La Comunità Papa Giovanni XXIII conferma la richiesta di poter accompagnare Musumeci Carmelo in udienza pontificia a noi riservata il prossimo 20 dicembre 2014 con Papa Francesco.
Questo evento speciale a noi riservato per l’avvio della causa di beatificazione del nostro fondatore Don Oreste Benzi, che già incontrò Musumeci nel 2007 al carcere di Spoleto, assume un’importanza ancora maggiore dopo il discorso del Papa del 23 ottobre scorso alla delegazione dell’Associazione Internazionale di Diritto Penale. Poiché questa Comunità sostiene da anni a fianco di Musumeci una campagna contro la pena del carcere a vita, chiediamo di poter accompagnare Musumeci Carmelo e la sua famiglia a questo incontro.
(Fonte: Disponibilità per il Tribunale di Sorveglianza per accompagnamento e tutoraggio di Carmelo Musumeci, da parte della Comunità Papa Giovanni XXIII, Associazione internazionale di fedeli di diritto pontificio).

Papa Francesco, sono entrato nel ventiquattresimo anno di “Pena di Morte Nascosta”, come la chiami tu. E quando ieri mi è arrivata la notizia che i fratelli e le sorelle della Comunità Papa Giovanni XXIII mi hanno inserito nella lista delle persone che t’incontreranno nella Città del Vaticano non ho chiuso occhio. Ho passeggiato, avanti e indietro. Su e giù. A passi lenti. Da una parte all’altra delle pareti della mia cella per tutta la notte. Ti confesso che di notte, per prendere sonno, passeggio spesso per la mia tomba. A testa bassa. E altrettanto spesso la morte cammina accanto a me. Ti confido che sono stanco di pensare. A volte troppo stanco per vivere. Pure stanco di aspettare un giorno che non verrà mai. Ti svelo che spesso ho tanta voglia di arrendermi alla vita perché penso che sia inutile continuare a vivere una vita inutile. Perduto fra la tristezza e la malinconia.

Papa Francesco, ti confesso che spesso nel mio cuore non c’è più nessuna speranza. E sono stanco di sperare e contare i giorni e le notti all’infinito. Sono pure stanco di aspettare la morte. E ti confido che certe notti provo il desiderio di andarle incontro per finire prima del tempo la mia pena. Ti svelo che nella mia vita non riesco a scorgere più nessun barlume di speranza perché la mia pena mi sembra troppo grande per vederne la fine. E penso che non mi basteranno tutti i giorni, i mesi e gli anni della mia esistenza per scontarla. Per questo a volte mi sento un cadavere senza essere ancora morto. Credo che tutte le pene dovrebbero avere un inizio e una fine. Invece a me, insieme alla libertà, hanno ucciso per sempre anche la speranza, perché con la mia condanna di morte nascosta ormai posso solo tenermi in vita.

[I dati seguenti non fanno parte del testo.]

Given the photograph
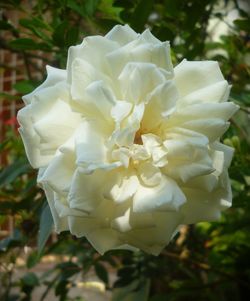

Papa Francesco, ti confesso che spesso non mi sento né all’aldilà né l’aldiquà. Mi sento solo nel mezzo. Né vivo né morto. Mi sento solo un’ombra. Un’ombra che si trascina avanti e indietro. Un passo davanti all’altro. Indietro e avanti. E con lo sguardo fisso nel vuoto. Diretto verso il muro di fronte. Ti confido che ogni tanto mi fermo davanti alla finestra. La apro. E guardo avanti. Non vedo però nulla. Intravedo solo il muro di cinta. E mi viene voglia di fuggire dalla vita perché a volte morire mi sembra la scelta giusta. Una scelta intelligente. La scelta migliore. L’unica cosa che potrei ancora fare. Non so cosa incontrerei nell’aldilà, ma di sicuro non vivrei una vita inutile come adesso, perché amo troppo la vita per continuare a vivere senza esistere. Ti svelo che non posso più vivere senza un filo di speranza. Non posso più continuare a vivere senza la speranza di esistere.

Francesco, pensi che i giudici mi lasceranno venire da te? Io non credo proprio, ma ci spero. E in attesa di abbracciarti di persona lo faccio fra le sbarre.